Crossing the Streams: Sources of Anglican Confirmation

Brian Robert Dawson
Master of Theology - MTheol, University of Otago
University of Otago
2014
Handle:
https://hdl.handle.net/10523/5021

Abstract

confirmation anglican Cranmer confirmation origins bohemian brethren Church of England christian initiation
Why is there so much confusion around confirmation? Articles, books, essays and lecture notes abound on the topic of confirmation. Where does it come from? What does it mean? What is its purpose? Why do we bother?

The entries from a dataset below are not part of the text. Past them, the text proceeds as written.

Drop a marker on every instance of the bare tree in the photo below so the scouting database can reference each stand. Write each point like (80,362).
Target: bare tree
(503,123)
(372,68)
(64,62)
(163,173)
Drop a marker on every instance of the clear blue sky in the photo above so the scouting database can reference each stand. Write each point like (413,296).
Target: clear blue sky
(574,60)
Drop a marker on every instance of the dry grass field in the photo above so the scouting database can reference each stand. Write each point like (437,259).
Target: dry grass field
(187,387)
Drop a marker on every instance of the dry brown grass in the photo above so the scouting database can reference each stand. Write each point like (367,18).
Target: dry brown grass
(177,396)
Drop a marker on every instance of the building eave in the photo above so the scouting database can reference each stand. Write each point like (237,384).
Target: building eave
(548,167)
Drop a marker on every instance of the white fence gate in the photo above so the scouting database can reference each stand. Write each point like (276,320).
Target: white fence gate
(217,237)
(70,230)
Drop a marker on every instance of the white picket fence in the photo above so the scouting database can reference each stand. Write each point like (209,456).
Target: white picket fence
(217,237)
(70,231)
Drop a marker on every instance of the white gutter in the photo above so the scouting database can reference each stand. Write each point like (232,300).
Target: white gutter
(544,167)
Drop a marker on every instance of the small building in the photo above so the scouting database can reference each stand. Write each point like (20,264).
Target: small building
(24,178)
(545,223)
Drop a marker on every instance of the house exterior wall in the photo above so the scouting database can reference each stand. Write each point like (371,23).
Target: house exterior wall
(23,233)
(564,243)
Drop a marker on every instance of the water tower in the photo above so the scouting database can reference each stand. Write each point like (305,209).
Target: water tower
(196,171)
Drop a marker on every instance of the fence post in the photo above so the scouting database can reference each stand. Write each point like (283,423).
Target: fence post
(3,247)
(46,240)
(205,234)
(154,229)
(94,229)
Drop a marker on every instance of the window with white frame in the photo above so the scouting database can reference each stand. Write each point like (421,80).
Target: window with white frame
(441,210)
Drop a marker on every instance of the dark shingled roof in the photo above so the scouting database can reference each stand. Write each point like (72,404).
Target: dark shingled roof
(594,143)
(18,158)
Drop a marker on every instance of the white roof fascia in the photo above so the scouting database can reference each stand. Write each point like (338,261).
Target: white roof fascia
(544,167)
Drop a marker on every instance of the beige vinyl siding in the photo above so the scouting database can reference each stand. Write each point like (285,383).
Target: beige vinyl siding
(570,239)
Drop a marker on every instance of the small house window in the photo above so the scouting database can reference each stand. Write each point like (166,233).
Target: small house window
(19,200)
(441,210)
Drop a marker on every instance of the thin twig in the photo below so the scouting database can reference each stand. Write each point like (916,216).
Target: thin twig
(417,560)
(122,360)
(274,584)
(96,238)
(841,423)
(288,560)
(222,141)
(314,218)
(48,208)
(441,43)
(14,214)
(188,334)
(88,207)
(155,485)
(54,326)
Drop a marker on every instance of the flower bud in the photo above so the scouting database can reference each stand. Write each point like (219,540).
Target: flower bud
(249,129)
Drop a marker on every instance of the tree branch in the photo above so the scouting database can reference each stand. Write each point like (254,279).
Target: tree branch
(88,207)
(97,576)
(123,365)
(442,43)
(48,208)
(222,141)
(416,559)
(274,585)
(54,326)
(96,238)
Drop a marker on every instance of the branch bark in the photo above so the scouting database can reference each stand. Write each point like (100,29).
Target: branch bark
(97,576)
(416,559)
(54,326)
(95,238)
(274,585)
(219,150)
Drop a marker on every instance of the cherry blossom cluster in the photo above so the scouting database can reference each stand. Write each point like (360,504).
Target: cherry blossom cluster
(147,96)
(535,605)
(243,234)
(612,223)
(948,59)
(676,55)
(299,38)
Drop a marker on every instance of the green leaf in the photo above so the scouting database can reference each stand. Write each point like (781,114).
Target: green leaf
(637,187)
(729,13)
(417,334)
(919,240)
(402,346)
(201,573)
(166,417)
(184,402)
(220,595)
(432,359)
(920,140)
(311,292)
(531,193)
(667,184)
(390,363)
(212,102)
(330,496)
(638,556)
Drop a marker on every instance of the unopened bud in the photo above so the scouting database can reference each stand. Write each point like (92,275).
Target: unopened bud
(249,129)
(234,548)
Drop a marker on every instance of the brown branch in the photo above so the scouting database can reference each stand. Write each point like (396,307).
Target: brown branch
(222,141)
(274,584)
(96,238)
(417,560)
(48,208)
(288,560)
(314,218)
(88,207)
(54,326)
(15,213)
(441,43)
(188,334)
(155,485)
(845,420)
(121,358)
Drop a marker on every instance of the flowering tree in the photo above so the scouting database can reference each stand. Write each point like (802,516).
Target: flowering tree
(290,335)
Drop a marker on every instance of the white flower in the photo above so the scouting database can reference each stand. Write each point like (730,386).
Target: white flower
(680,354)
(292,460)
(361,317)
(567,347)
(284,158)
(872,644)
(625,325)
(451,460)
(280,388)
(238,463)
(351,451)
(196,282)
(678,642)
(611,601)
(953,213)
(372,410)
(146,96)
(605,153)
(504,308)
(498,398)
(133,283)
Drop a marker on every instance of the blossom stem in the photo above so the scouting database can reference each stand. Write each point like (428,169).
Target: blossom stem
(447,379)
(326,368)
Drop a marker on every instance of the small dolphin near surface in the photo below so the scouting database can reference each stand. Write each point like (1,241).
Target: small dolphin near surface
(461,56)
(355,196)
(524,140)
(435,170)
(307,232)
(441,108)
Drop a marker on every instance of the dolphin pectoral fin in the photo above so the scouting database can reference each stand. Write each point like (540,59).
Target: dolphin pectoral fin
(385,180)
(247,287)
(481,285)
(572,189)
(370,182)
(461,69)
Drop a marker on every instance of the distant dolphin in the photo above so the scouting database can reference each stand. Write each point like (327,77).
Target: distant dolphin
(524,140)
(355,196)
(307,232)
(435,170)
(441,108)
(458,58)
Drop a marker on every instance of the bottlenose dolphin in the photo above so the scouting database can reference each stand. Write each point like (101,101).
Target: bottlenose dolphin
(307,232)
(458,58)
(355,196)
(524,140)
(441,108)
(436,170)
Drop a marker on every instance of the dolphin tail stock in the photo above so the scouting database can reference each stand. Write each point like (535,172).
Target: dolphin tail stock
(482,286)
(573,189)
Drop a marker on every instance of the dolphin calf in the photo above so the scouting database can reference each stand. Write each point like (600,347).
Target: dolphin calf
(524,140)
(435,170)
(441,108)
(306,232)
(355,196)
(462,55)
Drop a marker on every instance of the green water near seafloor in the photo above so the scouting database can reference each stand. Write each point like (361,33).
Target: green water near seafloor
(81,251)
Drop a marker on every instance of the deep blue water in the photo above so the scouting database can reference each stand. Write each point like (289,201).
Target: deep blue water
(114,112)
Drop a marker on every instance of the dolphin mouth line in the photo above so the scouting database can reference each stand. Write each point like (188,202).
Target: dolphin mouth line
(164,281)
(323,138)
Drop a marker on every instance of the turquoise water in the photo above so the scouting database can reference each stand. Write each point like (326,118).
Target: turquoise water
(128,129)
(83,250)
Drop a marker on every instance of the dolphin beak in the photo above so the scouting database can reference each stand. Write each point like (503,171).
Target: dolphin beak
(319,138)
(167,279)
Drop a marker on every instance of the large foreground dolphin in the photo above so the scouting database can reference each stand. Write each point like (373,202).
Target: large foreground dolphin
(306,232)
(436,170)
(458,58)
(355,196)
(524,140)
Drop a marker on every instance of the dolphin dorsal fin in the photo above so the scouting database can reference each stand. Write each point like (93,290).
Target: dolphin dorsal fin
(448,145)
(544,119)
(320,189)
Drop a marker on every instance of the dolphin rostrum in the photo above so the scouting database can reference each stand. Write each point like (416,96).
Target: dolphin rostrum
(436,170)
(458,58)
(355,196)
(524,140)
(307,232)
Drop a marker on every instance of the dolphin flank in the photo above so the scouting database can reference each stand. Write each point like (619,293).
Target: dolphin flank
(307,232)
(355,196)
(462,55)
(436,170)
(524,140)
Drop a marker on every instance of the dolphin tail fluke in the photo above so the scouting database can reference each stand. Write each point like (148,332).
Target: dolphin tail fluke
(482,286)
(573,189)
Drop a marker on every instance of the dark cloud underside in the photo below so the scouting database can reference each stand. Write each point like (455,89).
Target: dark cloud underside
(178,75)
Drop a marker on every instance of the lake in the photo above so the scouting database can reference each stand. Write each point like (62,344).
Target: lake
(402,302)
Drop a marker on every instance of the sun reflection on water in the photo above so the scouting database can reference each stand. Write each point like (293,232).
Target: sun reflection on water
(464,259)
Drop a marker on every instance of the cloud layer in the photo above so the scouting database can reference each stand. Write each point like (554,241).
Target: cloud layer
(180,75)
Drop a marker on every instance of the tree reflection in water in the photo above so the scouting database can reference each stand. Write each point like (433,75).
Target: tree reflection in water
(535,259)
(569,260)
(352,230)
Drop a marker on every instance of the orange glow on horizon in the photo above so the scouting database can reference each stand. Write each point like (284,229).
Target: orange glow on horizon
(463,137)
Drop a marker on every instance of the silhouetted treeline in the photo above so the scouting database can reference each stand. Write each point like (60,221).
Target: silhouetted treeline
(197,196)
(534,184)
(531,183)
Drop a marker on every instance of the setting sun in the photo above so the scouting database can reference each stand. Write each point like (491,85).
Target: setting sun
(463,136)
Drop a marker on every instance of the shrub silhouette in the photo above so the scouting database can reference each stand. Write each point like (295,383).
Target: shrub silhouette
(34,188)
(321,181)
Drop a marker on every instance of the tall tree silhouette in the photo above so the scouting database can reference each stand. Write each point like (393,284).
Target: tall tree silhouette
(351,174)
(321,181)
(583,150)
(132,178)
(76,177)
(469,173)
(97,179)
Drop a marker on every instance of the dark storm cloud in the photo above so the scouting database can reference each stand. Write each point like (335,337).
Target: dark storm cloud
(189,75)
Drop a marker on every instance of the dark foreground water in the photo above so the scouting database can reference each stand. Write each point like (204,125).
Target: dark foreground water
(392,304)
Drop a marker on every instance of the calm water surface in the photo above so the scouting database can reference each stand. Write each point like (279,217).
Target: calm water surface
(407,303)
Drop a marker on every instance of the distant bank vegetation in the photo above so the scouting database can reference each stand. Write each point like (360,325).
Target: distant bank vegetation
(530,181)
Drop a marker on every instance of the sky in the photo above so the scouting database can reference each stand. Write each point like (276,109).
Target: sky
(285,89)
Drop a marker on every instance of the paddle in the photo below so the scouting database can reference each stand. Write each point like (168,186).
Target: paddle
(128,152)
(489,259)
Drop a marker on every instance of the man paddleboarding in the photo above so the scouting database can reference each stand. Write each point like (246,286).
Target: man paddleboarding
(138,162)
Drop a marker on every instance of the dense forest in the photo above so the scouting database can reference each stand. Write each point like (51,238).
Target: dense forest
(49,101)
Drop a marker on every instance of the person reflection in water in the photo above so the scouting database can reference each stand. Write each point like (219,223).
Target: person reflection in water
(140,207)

For Anglicans these questions have been bubbling up for the past century, but they really gained focus following the introduction of direct admission to communion for baptised but unconfirmed children in the early 1970s. This removal of confirmation as the gateway to the eucharist threw into sharp contrast the lack of clarity around its meaning and purpose. As the numbers of confirmands plummeted the calls for a renewal of the rite became stronger, but what precisely is it that might be renewed? The purpose of this thesis is to explore the two separate sources of confirmation and the ways in which Archbishop Thomas Cranmer, the architect of the first Anglican Prayer Books, brought them together to create a rite that might cater for the different factions of the church of his day. In this work we show that the result of this merger was that much of the confusion surrounding confirmation in the present day has been there from the beginning.